I am having string str = "[123, 345, 567]". I want to convert this to an array arr = [123, 345, 567]. How to do this?
4 Answers
If you know that the string contains an array, you can just plain use eval;
arr = eval(str)
If you're not sure, you can go for the a bit more involved removing braces, splitting on , and collecting the numbers to an array;
arr = str[1..-2].split(',').collect! {|n| n.to_i}
Demo of both here.
1 Comment
The simplest thing is something like arr = eval(str) but that's not very secure.

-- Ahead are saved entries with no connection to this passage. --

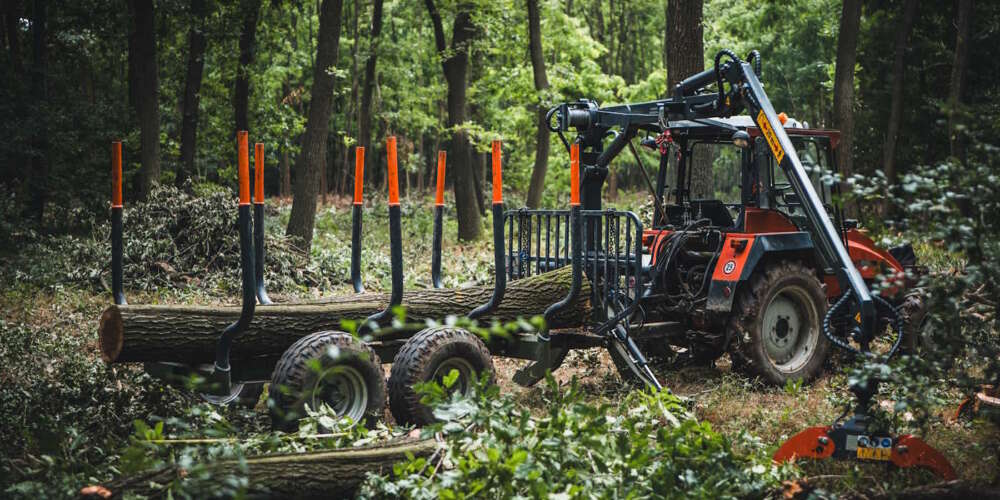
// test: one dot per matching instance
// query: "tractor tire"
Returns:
(776, 324)
(352, 383)
(430, 355)
(914, 312)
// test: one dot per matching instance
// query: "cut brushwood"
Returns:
(320, 474)
(187, 334)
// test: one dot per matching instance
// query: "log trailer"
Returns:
(756, 285)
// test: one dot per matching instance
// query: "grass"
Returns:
(49, 334)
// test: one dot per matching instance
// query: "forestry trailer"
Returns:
(773, 277)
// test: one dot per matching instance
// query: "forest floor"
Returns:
(65, 319)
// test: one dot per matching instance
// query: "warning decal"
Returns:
(772, 140)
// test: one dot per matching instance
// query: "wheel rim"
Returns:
(790, 329)
(463, 384)
(343, 388)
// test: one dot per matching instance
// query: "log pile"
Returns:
(187, 334)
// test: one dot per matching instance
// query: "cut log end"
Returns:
(111, 334)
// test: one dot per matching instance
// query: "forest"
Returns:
(904, 84)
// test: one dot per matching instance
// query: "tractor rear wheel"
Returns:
(776, 324)
(327, 367)
(432, 354)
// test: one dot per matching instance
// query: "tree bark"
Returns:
(144, 89)
(959, 67)
(197, 41)
(248, 49)
(843, 84)
(368, 87)
(318, 474)
(39, 176)
(896, 107)
(312, 158)
(187, 334)
(537, 184)
(455, 63)
(684, 55)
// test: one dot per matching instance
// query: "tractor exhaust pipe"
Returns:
(438, 223)
(395, 237)
(359, 187)
(116, 224)
(221, 376)
(499, 252)
(258, 223)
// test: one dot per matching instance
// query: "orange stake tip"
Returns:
(393, 176)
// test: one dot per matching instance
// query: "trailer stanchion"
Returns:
(359, 187)
(499, 252)
(438, 223)
(221, 376)
(116, 223)
(395, 238)
(258, 223)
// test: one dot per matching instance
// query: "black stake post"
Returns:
(116, 224)
(576, 243)
(258, 222)
(395, 238)
(438, 223)
(359, 186)
(221, 374)
(499, 252)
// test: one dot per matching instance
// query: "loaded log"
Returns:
(187, 334)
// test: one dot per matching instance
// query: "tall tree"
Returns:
(39, 176)
(368, 87)
(248, 49)
(312, 158)
(197, 41)
(959, 68)
(455, 63)
(843, 83)
(684, 54)
(537, 184)
(898, 78)
(144, 92)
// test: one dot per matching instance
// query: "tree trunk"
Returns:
(843, 84)
(368, 87)
(144, 89)
(187, 334)
(537, 185)
(896, 107)
(455, 63)
(197, 41)
(684, 55)
(312, 158)
(39, 176)
(959, 67)
(318, 474)
(248, 48)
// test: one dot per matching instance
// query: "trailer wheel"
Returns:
(327, 367)
(776, 324)
(432, 354)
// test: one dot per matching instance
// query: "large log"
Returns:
(319, 474)
(187, 334)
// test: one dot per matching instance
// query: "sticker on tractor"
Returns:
(874, 448)
(772, 139)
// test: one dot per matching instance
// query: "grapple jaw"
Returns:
(846, 442)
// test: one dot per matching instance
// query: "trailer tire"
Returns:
(430, 355)
(779, 312)
(352, 383)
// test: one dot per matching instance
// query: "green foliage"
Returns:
(646, 446)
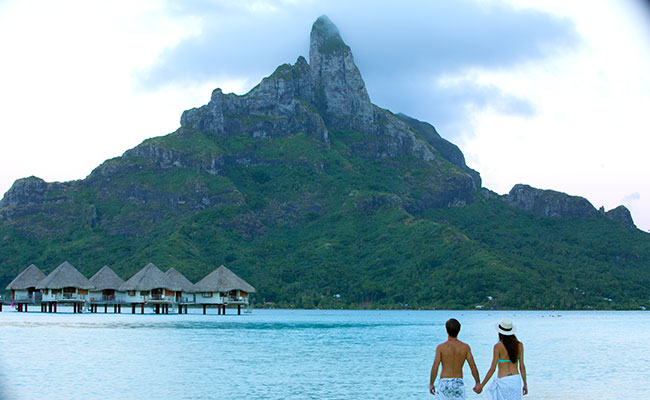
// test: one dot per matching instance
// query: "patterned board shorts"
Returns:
(450, 389)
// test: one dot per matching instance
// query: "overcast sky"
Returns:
(554, 94)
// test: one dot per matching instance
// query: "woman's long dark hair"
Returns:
(512, 346)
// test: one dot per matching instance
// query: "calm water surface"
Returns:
(309, 354)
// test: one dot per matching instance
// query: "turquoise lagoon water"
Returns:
(309, 354)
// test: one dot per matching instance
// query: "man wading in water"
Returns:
(452, 354)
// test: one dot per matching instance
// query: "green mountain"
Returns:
(319, 198)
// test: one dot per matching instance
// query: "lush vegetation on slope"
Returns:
(316, 225)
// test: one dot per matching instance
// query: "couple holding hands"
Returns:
(508, 356)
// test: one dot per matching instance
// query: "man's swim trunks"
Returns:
(450, 389)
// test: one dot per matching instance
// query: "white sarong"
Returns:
(506, 388)
(451, 389)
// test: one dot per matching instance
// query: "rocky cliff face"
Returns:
(325, 100)
(285, 123)
(549, 203)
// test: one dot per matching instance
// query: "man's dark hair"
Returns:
(453, 327)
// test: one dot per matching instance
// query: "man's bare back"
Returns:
(452, 355)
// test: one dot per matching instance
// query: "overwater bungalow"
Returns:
(106, 283)
(185, 296)
(23, 288)
(150, 286)
(64, 285)
(222, 287)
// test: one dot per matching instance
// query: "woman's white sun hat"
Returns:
(506, 327)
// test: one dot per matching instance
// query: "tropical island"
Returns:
(325, 200)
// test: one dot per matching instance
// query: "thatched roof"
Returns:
(179, 280)
(65, 275)
(30, 277)
(148, 278)
(222, 280)
(106, 278)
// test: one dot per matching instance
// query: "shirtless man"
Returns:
(452, 354)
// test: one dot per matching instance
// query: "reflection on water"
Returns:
(294, 354)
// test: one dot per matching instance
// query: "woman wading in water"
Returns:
(508, 355)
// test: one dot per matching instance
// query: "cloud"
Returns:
(403, 49)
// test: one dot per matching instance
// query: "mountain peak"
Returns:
(325, 36)
(339, 90)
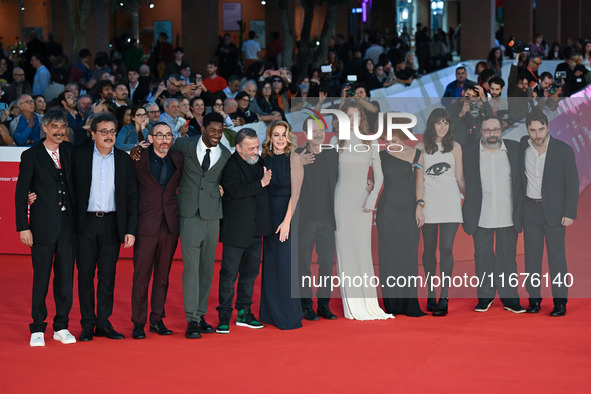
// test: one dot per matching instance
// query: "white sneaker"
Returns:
(64, 336)
(37, 339)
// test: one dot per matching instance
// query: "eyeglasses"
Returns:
(106, 132)
(161, 136)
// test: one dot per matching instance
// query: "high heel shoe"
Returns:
(441, 308)
(431, 304)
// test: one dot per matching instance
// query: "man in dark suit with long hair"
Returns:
(45, 170)
(158, 174)
(246, 219)
(107, 216)
(551, 184)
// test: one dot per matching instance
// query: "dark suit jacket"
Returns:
(37, 173)
(241, 194)
(306, 195)
(199, 192)
(560, 182)
(473, 198)
(155, 201)
(126, 194)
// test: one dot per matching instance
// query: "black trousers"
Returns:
(245, 262)
(447, 234)
(535, 231)
(151, 253)
(59, 255)
(498, 261)
(319, 232)
(98, 247)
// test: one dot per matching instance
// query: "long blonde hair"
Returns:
(266, 147)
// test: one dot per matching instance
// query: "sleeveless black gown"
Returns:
(277, 305)
(398, 235)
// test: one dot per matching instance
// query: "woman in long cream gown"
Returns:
(354, 208)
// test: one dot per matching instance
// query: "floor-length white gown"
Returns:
(354, 228)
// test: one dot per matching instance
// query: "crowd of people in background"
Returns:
(181, 175)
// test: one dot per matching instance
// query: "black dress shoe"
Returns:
(326, 313)
(431, 304)
(309, 314)
(160, 328)
(441, 308)
(86, 336)
(559, 310)
(193, 330)
(108, 332)
(534, 307)
(205, 327)
(138, 332)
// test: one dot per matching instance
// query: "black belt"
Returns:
(534, 200)
(100, 214)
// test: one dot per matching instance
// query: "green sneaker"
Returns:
(247, 319)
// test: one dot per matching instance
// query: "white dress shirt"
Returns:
(102, 186)
(534, 170)
(497, 197)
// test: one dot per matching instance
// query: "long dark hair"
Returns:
(429, 137)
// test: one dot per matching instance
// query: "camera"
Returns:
(553, 89)
(517, 46)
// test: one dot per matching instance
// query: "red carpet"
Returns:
(489, 352)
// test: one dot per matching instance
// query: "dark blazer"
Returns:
(199, 192)
(242, 192)
(37, 173)
(473, 196)
(560, 182)
(126, 194)
(332, 165)
(155, 201)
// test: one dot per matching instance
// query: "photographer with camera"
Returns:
(467, 113)
(573, 73)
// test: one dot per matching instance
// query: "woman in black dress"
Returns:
(278, 307)
(399, 218)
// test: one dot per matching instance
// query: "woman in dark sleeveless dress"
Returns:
(278, 307)
(399, 218)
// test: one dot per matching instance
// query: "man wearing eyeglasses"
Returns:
(492, 211)
(158, 174)
(107, 216)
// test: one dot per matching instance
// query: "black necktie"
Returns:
(206, 161)
(163, 174)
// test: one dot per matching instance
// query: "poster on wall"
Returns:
(231, 14)
(162, 27)
(259, 28)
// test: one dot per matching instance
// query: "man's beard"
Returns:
(252, 160)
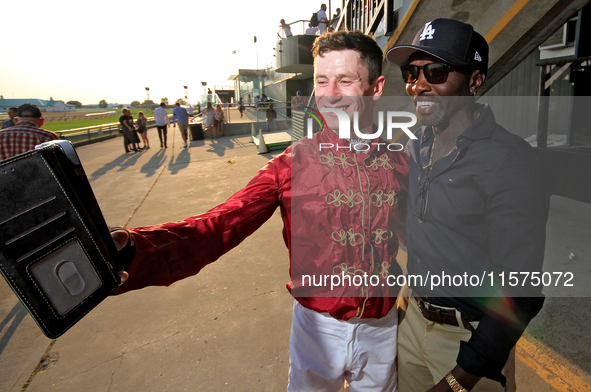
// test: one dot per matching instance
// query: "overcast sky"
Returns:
(88, 51)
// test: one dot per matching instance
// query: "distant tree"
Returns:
(78, 104)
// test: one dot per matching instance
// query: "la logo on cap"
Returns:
(428, 32)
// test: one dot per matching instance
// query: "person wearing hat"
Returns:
(26, 134)
(286, 28)
(11, 122)
(477, 202)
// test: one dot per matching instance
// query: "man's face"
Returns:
(341, 82)
(431, 106)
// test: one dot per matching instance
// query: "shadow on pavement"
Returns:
(123, 161)
(154, 163)
(182, 161)
(218, 147)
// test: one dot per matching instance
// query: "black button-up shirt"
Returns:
(486, 211)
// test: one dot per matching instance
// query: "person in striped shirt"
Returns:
(26, 134)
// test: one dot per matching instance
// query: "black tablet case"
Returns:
(56, 252)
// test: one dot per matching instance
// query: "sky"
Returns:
(88, 51)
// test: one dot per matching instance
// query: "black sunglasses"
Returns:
(435, 73)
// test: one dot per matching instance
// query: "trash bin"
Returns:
(196, 131)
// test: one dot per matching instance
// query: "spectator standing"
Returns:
(241, 107)
(180, 115)
(11, 118)
(126, 122)
(471, 183)
(322, 19)
(218, 120)
(142, 128)
(286, 28)
(25, 134)
(347, 336)
(208, 115)
(335, 19)
(299, 101)
(311, 30)
(271, 115)
(136, 137)
(162, 121)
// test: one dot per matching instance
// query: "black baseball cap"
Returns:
(32, 109)
(450, 40)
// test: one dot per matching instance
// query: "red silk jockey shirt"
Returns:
(343, 214)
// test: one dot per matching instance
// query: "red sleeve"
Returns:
(169, 252)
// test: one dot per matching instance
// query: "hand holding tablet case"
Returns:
(56, 252)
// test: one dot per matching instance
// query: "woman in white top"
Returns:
(208, 114)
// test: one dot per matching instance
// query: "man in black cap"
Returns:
(477, 203)
(26, 134)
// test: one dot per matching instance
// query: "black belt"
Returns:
(441, 315)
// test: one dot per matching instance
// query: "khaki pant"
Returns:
(428, 350)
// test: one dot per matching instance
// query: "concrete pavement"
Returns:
(228, 327)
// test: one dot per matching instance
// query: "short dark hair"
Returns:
(369, 51)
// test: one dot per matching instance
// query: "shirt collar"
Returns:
(481, 128)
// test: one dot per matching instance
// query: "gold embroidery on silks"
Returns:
(381, 235)
(347, 270)
(382, 161)
(337, 198)
(380, 197)
(385, 268)
(342, 160)
(341, 237)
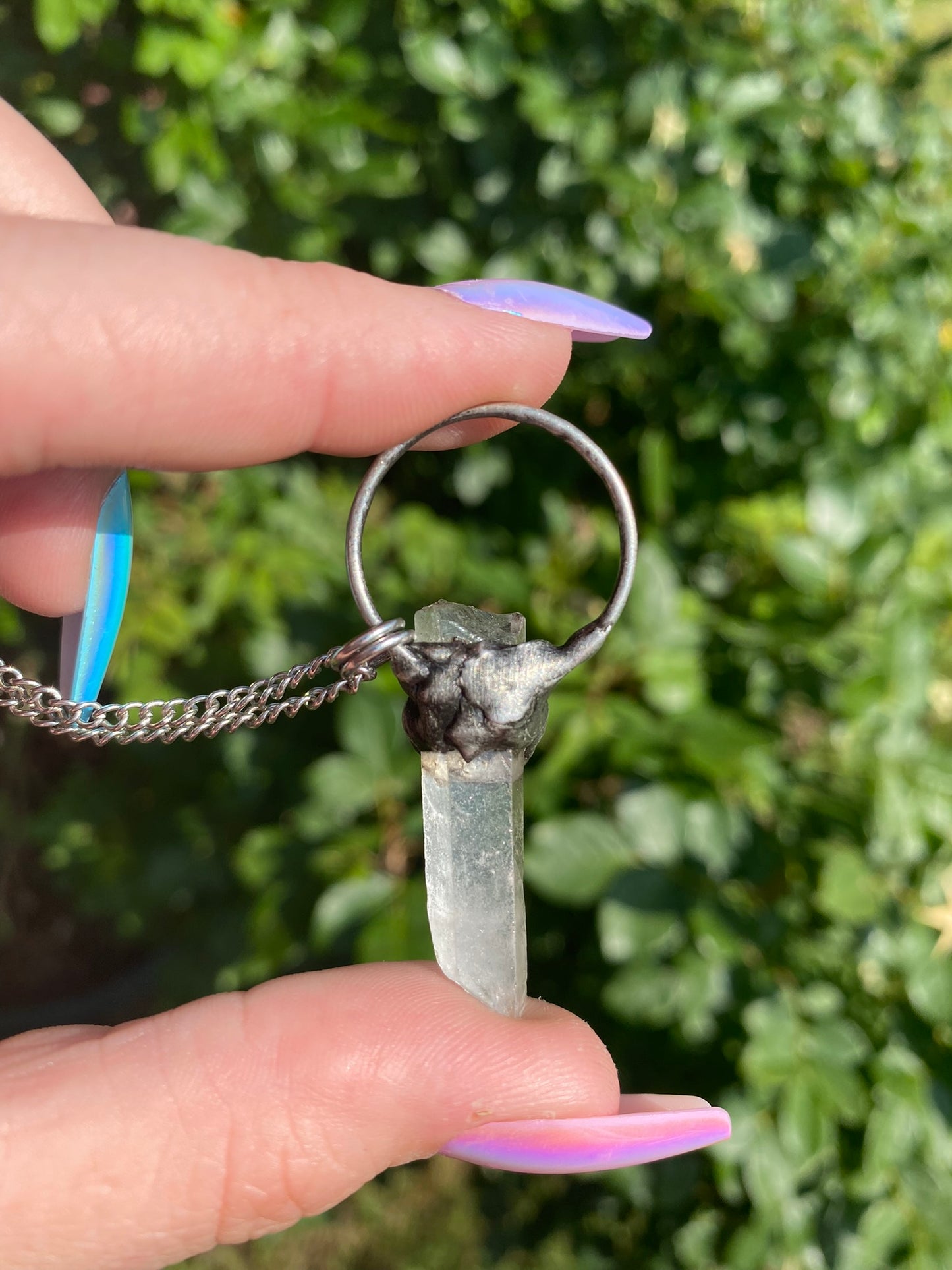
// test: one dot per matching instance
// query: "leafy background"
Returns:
(742, 807)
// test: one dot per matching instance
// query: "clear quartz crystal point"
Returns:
(472, 822)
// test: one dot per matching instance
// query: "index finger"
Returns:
(134, 348)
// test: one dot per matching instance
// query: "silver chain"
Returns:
(187, 718)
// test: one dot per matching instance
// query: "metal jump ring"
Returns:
(588, 637)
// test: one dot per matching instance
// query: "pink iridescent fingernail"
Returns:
(589, 319)
(590, 1145)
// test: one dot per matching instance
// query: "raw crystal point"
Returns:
(472, 818)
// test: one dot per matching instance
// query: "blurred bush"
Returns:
(742, 805)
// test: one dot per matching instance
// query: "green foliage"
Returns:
(742, 804)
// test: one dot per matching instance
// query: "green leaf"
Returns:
(653, 821)
(349, 904)
(848, 889)
(573, 859)
(60, 23)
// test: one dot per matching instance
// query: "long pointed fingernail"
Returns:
(89, 637)
(590, 1145)
(588, 319)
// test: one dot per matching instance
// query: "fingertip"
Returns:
(47, 527)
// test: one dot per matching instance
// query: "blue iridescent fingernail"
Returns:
(89, 637)
(589, 320)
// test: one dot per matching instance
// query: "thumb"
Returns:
(138, 1146)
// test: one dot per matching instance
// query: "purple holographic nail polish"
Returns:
(589, 320)
(590, 1145)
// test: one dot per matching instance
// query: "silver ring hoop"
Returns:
(592, 635)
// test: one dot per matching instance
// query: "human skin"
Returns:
(138, 1146)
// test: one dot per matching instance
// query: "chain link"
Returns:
(187, 718)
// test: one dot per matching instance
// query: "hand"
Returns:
(141, 1145)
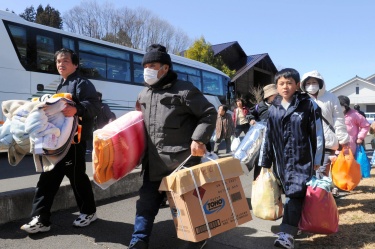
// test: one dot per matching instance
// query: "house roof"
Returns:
(230, 52)
(356, 78)
(251, 61)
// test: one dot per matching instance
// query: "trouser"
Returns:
(292, 215)
(241, 128)
(148, 206)
(73, 165)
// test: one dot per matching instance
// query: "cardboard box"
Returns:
(190, 215)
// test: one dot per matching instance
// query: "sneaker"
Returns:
(84, 220)
(140, 244)
(194, 245)
(284, 240)
(35, 226)
(335, 192)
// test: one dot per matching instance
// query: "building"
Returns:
(360, 91)
(251, 70)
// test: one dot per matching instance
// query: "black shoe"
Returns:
(194, 245)
(140, 244)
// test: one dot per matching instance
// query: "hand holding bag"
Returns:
(266, 196)
(362, 159)
(319, 210)
(346, 172)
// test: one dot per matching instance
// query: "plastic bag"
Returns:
(361, 158)
(319, 210)
(235, 143)
(346, 172)
(266, 196)
(249, 149)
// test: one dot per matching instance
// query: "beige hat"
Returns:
(269, 90)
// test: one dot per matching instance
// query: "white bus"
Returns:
(27, 67)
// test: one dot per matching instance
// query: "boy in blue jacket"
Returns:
(294, 144)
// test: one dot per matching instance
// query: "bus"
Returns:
(28, 70)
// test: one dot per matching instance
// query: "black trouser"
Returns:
(73, 165)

Another option is to do something like arr = str.gsub(/\[|\]/,'').split(/,/).map(&:to_i) - remove the parentheses from the original string, split on commas and then convert the resulting string fragments to integers.
Comments
For Rails projects, I've found that the built-in ActiveSupport JSON decoder is a nice solution. Simply wrap the string in JSON, decode it, then return the new array:
def to_a(str)
wrapped_str = "{ \"wrapper\": #{str} }"
ActiveSupport::JSON.decode(wrapped_str)['wrapper'] rescue str
end
str = '[1, 2, [3, [4, 5, true, "a", {"test": "whee"}]]]'
str_to_a = to_a(str)
This will return an array as long as the string is valid JSON. If decoding fails, the original string will be returned. Note that valid JSON in this case only pertains to the contents of the array - if the string array contains any hashes (here comes the caveat), all hash keys must be enclosed in double quotes. Also note that boolean values will only be casted to booleans if they are not enclosed in quotes.
Returning the original string on decoding failure allows conversion of strings only where it succeeds (leaving other strings unchanged). Alternatively, you could force everything to an array (or empty array) by using rescue [] instead.